Exploring large-scale pre-trained foundation models is of significant interest in computer vision because these models can be quickly transferred to many downstream tasks. This paper presents Contrastive Captioner (CoCa), a minimalist design to pre-train an image-text encoder-decoder foundation model jointly with contrastive loss and captioning loss, thereby subsuming model capabilities from contrastive approaches like CLIP and generative methods like SimVLM. In contrast to standard encoder-decoder transformers where all decoder layers attend to encoder outputs, CoCa omits cross-attention in the first half of decoder layers to encode unimodal text representations, and cascades the remaining decoder layers which cross-attend to the image encoder for multimodal image-text representations. We apply a contrastive loss between unimodal image and text embeddings, in addition to a captioning loss on the multimodal decoder outputs which predicts text tokens autoregressively. By sharing the same computational graph, the two training objectives are computed efficiently with minimal overhead.

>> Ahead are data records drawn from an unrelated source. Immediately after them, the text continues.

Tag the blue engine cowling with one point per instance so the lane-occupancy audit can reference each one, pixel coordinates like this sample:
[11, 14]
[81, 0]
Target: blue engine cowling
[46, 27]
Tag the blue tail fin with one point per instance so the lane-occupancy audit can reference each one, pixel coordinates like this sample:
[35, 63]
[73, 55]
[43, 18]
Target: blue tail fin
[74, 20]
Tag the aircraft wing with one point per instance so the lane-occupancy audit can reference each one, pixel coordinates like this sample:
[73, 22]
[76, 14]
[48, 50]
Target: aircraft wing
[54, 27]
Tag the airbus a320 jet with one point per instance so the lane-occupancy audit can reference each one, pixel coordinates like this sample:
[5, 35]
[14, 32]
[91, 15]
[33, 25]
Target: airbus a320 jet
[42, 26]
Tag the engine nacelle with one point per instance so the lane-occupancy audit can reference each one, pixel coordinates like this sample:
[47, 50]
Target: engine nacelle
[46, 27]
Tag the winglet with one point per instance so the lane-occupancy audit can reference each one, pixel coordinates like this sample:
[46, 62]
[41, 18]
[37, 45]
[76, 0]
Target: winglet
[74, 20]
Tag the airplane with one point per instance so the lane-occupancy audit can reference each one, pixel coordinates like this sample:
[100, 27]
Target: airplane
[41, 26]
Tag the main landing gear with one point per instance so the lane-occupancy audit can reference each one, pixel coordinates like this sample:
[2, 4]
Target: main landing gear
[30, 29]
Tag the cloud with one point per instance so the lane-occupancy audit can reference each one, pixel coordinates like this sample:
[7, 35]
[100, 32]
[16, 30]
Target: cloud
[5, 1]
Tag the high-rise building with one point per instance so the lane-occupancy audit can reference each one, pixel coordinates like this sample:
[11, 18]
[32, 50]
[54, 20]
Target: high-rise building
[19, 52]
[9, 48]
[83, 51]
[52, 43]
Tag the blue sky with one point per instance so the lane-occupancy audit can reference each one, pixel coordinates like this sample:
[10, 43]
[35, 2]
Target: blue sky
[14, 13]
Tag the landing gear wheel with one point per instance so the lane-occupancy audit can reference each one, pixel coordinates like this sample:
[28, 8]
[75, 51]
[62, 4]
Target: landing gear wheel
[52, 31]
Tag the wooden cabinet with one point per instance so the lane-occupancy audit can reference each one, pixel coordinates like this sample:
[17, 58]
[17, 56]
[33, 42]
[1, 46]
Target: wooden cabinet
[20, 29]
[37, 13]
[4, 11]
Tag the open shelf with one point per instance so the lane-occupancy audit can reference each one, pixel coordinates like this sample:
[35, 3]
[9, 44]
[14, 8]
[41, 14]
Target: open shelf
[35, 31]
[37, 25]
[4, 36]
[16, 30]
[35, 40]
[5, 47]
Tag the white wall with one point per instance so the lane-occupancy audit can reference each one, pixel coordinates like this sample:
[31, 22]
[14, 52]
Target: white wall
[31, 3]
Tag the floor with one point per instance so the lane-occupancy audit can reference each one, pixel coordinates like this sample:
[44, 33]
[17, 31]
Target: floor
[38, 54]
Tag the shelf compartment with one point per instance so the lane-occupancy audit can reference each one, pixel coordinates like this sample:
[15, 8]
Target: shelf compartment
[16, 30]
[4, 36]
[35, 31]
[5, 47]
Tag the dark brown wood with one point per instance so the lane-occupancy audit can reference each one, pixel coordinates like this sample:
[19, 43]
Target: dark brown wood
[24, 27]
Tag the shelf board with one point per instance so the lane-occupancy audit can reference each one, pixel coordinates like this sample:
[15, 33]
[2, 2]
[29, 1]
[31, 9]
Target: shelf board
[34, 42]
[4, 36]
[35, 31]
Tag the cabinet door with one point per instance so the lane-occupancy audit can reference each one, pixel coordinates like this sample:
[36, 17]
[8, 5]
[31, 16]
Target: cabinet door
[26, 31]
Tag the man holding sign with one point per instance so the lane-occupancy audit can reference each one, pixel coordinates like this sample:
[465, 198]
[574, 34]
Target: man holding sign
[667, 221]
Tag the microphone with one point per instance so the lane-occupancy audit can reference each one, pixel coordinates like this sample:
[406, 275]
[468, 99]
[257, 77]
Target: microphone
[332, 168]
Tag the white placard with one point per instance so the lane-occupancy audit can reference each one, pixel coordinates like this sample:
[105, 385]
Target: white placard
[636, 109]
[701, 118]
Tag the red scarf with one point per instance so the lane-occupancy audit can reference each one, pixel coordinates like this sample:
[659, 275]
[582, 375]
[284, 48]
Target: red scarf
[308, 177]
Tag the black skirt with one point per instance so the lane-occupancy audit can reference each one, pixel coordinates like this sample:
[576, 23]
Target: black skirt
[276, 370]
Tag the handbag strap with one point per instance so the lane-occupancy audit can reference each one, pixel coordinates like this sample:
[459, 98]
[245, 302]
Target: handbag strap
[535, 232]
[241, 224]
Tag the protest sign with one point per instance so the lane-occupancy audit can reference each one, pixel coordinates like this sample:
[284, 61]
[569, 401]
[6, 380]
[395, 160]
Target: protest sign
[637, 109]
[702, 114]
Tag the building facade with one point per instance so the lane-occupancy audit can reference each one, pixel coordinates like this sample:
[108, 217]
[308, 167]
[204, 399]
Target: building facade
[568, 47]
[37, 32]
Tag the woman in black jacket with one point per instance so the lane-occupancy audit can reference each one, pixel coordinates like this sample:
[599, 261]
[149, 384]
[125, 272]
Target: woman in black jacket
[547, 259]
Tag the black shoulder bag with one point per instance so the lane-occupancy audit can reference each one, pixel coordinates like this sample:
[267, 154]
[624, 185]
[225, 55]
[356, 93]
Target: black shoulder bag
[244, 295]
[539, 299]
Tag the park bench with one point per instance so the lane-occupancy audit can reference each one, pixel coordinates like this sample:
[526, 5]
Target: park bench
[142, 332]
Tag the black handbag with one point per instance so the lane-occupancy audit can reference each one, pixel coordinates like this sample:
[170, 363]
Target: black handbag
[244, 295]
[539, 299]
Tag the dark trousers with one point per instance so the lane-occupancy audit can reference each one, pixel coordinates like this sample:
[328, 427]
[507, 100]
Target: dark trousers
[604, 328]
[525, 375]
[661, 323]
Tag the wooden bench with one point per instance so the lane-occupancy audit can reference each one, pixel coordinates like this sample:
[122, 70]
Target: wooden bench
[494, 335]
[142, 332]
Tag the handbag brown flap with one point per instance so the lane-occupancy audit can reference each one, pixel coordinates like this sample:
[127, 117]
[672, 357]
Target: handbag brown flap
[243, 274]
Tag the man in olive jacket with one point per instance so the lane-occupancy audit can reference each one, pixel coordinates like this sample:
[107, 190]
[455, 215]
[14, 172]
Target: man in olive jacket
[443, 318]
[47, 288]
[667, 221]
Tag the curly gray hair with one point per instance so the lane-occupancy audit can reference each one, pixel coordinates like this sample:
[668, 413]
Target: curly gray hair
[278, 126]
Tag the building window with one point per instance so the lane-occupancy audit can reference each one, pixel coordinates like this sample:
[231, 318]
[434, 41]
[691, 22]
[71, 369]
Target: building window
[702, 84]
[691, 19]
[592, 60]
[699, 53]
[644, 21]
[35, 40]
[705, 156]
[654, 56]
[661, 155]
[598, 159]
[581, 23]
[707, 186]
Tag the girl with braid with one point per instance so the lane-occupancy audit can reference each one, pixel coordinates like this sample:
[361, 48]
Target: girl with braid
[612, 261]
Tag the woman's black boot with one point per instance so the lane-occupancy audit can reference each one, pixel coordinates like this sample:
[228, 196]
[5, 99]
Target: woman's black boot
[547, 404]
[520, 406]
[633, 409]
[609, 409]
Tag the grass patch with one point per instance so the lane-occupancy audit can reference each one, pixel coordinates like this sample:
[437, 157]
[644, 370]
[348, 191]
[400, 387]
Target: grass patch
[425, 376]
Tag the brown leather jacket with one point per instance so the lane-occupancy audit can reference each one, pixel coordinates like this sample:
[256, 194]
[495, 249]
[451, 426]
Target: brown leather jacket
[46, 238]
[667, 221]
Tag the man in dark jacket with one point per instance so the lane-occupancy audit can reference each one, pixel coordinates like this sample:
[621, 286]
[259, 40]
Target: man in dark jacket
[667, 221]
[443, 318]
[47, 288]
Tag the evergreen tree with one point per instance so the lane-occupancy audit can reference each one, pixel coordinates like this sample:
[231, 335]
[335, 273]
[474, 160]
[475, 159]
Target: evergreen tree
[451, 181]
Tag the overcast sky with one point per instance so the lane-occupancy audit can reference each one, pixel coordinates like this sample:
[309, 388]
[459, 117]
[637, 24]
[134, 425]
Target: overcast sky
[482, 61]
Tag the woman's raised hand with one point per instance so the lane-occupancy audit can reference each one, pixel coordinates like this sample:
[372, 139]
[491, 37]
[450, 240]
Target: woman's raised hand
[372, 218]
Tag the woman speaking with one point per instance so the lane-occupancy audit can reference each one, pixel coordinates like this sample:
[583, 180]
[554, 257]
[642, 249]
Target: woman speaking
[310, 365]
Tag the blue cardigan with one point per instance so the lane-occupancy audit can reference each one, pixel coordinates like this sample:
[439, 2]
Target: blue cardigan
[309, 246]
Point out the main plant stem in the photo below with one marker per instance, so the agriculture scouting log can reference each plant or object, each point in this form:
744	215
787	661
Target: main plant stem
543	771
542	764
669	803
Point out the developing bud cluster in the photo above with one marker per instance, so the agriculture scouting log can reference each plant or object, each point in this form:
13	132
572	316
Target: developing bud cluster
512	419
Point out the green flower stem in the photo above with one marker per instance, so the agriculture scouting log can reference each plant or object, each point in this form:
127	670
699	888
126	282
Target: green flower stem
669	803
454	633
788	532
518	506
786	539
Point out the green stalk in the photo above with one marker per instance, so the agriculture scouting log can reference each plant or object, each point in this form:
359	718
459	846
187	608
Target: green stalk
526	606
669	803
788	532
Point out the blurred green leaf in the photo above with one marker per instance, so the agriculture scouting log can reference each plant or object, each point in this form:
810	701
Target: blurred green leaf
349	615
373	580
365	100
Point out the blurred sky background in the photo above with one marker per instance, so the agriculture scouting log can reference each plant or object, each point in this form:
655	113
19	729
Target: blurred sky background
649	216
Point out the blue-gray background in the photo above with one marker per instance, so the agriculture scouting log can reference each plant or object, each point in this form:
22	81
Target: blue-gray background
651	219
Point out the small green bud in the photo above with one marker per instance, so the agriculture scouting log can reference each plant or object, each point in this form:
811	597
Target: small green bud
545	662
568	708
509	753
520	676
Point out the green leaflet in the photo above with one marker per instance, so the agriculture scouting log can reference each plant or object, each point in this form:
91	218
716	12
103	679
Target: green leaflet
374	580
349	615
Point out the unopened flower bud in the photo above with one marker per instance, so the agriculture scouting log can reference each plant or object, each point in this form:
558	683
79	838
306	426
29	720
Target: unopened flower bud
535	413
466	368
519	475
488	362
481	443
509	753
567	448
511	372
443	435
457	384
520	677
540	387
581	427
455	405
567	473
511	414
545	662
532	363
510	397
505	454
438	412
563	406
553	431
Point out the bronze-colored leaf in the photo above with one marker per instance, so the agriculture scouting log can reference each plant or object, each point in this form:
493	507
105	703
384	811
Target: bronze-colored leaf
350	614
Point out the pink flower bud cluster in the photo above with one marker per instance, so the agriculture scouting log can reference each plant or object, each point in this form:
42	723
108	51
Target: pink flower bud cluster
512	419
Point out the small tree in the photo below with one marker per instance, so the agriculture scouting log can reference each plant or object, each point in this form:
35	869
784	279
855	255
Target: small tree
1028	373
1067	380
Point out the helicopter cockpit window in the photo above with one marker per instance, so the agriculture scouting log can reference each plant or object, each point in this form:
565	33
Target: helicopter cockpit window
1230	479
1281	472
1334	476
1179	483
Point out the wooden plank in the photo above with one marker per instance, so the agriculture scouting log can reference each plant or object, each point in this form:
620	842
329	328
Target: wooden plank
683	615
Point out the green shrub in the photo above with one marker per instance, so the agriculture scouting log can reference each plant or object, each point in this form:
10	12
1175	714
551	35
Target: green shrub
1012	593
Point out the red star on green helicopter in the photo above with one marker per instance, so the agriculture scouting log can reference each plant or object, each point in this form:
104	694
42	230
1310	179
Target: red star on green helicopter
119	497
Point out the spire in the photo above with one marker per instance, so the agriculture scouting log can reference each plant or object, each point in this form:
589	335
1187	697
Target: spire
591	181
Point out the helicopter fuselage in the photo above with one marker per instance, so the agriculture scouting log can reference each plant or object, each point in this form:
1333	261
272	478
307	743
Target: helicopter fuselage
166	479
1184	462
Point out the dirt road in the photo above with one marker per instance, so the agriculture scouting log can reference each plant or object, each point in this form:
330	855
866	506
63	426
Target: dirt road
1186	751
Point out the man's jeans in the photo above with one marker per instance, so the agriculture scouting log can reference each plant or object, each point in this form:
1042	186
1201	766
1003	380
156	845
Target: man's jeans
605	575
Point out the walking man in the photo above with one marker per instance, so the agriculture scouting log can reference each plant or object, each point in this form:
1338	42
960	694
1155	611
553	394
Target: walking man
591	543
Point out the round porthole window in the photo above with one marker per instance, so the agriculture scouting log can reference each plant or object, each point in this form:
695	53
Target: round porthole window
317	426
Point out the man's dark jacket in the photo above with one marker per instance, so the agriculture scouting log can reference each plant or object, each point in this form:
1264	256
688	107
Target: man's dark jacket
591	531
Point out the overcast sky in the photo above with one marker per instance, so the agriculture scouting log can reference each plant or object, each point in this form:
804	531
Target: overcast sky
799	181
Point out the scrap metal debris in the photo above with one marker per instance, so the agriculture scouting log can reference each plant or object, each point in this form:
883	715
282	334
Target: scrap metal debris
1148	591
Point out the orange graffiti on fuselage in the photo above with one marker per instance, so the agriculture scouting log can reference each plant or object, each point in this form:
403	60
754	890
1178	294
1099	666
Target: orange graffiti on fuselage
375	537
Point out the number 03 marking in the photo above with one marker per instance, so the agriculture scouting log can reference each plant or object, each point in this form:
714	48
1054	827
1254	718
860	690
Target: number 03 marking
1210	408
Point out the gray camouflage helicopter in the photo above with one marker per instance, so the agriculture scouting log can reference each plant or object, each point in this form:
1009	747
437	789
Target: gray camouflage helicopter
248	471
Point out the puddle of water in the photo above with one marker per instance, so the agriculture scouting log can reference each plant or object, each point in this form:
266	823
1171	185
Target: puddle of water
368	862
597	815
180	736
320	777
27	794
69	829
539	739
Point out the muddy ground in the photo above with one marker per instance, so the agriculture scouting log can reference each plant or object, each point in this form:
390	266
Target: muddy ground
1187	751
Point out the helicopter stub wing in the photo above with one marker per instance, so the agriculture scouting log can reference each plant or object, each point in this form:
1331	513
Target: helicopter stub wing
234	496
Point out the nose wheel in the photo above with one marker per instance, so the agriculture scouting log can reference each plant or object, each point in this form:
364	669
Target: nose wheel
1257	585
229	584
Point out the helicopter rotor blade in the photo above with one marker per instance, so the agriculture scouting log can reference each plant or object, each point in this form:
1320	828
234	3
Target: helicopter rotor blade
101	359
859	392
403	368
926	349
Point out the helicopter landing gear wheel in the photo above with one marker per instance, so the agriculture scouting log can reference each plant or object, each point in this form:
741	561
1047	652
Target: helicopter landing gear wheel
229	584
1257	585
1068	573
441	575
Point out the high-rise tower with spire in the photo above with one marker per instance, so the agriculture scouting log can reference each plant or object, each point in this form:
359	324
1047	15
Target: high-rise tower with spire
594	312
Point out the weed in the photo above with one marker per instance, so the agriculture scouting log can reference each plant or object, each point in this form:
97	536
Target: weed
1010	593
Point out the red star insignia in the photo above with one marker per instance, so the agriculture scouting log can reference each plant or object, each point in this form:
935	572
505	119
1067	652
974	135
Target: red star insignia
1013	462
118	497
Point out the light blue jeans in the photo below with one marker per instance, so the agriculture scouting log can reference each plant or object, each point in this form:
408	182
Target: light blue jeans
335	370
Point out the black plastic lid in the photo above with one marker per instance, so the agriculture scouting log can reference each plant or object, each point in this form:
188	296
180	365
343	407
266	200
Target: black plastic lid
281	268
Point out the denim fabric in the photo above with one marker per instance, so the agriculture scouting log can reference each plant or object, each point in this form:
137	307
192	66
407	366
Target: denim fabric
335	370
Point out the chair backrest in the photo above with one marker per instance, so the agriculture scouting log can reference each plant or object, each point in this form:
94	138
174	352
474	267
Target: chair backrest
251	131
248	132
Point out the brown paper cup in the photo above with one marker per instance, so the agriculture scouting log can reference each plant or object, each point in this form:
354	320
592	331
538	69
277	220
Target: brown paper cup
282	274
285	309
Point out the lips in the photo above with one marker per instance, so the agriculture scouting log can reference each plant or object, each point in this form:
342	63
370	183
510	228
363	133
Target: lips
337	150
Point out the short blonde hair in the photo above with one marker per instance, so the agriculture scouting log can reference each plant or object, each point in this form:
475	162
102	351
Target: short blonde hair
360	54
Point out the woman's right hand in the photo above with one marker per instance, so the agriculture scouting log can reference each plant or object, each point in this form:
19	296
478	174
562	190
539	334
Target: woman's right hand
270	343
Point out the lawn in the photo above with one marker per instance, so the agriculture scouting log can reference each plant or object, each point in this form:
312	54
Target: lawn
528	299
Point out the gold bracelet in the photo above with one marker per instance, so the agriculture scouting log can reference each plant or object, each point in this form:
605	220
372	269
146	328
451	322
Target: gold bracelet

CoCa is pre-trained end-to-end and from scratch on both web-scale alt-text data and annotated images by treating all labels simply as text, seamlessly unifying natural language supervision for representation learning. Empirically, CoCa achieves state-of-the-art performance with zero-shot transfer or minimal task-specific adaptation on a broad range of downstream tasks, spanning visual recognition (ImageNet, Kinetics-400/600/700, Moments-in-Time), crossmodal retrieval (MSCOCO, Flickr30K, MSR-VTT), multimodal understanding (VQA, SNLI-VE, NLVR2), and image captioning (MSCOCO, NoCaps). Notably on ImageNet classification, CoCa obtains 86.3% zero-shot top-1 accuracy, 90.6% with a frozen encoder and learned classification head, and new state-of-the-art 91.0% top-1 accuracy on ImageNet with a fine-tuned encoder.